13 647 aménagements de peine

66 967 personnes étaient détenues au 1er mai (contre 68 643 au 1er mai 2014, l’un des niveaux le plus hauts depuis la Libération), 11 741 étaient écrouées mais non détenus (placées sous bracelet électronique ou à l’extérieur), soit 78 708 personnes sous écrou.

L’administration pénitentiaire comptait au 1er mai 57 826 places opérationnelles. 7 établissements ou quartiers ont une densité supérieure à 200 %, 31 entre 150 % et 200 %. 1 090 détenus vivaient au 1er avril sur des matelas par terre.

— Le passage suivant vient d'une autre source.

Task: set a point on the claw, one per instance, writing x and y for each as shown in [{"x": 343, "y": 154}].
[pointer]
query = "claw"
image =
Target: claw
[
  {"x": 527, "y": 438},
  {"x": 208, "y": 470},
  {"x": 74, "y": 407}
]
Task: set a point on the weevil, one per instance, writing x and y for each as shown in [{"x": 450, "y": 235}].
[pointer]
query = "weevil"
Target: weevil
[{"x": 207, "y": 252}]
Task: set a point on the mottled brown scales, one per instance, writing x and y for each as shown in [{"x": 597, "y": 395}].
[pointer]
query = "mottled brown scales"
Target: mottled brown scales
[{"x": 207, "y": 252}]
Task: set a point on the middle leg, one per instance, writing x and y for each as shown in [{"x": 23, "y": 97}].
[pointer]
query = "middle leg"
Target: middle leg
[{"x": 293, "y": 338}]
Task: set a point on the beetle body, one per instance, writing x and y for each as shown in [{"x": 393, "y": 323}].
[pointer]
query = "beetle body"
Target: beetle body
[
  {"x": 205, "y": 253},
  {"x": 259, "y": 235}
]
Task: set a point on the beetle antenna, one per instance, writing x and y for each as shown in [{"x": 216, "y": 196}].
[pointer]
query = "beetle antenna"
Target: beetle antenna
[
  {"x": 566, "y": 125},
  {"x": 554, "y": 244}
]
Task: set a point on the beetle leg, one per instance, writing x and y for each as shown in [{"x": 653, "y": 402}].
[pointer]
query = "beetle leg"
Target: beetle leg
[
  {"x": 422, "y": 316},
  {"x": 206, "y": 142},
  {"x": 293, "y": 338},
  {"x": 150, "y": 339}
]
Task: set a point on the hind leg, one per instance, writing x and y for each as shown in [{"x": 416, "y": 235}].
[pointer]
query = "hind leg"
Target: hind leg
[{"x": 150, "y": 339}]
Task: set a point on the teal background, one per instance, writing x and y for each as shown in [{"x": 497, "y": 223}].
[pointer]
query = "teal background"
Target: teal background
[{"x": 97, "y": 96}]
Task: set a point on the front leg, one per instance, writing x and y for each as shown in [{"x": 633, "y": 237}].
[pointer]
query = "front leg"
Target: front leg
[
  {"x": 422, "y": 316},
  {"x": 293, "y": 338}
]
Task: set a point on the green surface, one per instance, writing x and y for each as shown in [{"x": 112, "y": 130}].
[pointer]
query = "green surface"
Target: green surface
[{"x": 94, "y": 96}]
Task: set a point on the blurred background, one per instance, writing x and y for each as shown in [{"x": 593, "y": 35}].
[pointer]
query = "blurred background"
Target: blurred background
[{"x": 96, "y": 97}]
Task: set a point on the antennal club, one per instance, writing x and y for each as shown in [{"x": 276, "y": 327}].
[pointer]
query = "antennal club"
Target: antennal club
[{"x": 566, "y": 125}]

13 647 condamnés bénéficiaient au 1er mai d’un aménagement de peine, dont moins de 500 dans le cadre d’une libération sous contrainte.

Près de 172 000 autres personnes sont suivies en milieu ouvert, l’administration pénitentiaire a donc la charge de 249 298 personnes. Les conseillers pénitentiaires d’insertion et de probation (CPIP) sont 4 538, les surveillants 26 734.